On election day, the Yukon Party came in with 40 per cent, while the NDP and Liberals trailed with 33 per cent and 25 per cent.

Then there is “bias,” which is where a poll is systematically wrong. Say you phone people at home during the day, and tend to get a higher number of mothers, retired and unemployed people than exist in the general population.

Or you use landlines and skip young people with only cellphones. Or you survey some groups who answer the phone, but don’t tend to vote. Or you use a web survey, which only gets to people with computers (and may have other biases depending on where you got your list of emails from).

The Datapath polls are adjusted to take into account the differences between their sample and the overall population for demographic elements like community, age and gender.

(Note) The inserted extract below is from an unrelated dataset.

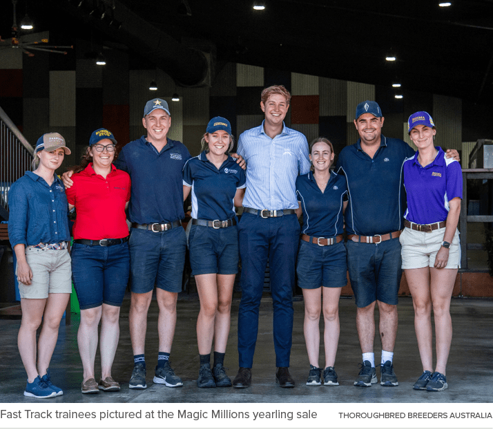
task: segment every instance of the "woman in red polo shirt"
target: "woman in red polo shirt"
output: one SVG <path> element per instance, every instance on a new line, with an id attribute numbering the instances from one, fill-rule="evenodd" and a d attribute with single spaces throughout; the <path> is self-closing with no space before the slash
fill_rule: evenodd
<path id="1" fill-rule="evenodd" d="M 81 165 L 66 189 L 70 209 L 77 209 L 73 227 L 72 276 L 81 308 L 77 342 L 82 365 L 83 393 L 118 391 L 111 366 L 119 337 L 120 306 L 128 282 L 130 256 L 125 209 L 130 176 L 112 162 L 117 143 L 105 129 L 93 132 Z M 101 321 L 101 379 L 94 363 Z"/>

But the bulk of their sample was from 301 web surveys and we don’t know how representative these 301 people are. Since you can sign up on their website, this raises the potential of self-selection bias. It is impossible for someone reading the poll results to know if there is a statistical bias and, if so, in which direction.

When Datapath’s federal poll showed Larry Bagnell with 44 per cent and Ryan Leef with 24 per cent, and Leef ended up winning, was that because people changed their minds or because the sample was skewed?

Finally, there’s question selection.

In the famous British comedy Yes, Minister, the minister proposes reintroducing conscription since a poll shows 64 per cent of voters are in favour of it. To kill the idea, scheming deputy minister Sir Humphrey proposes another poll with the questions carefully slanted the other way.

This raises the question of the 2009 polling on the future of the Peel Watershed.

A poll with a sample of 500 came out that year that said, according to CBC, that “75 per cent agreed that a large part of the Peel Watershed should be free of industrial activities.”

Yet somehow we just had an election where the pro-mining Yukon Party won in the face of heavy pro-Peel campaigning.

Did Yukoners change their minds?

Was the sample of the poll not representative?

Or did voters think other issues were more important than the Peel?

It’s hard to tell.

The only lesson is that with polls, like with so much else, “buyer beware” is the operative principle.

Keith Halliday is a Yukon economist and author of the Aurore of the Yukon series of historical children’s adventure novels.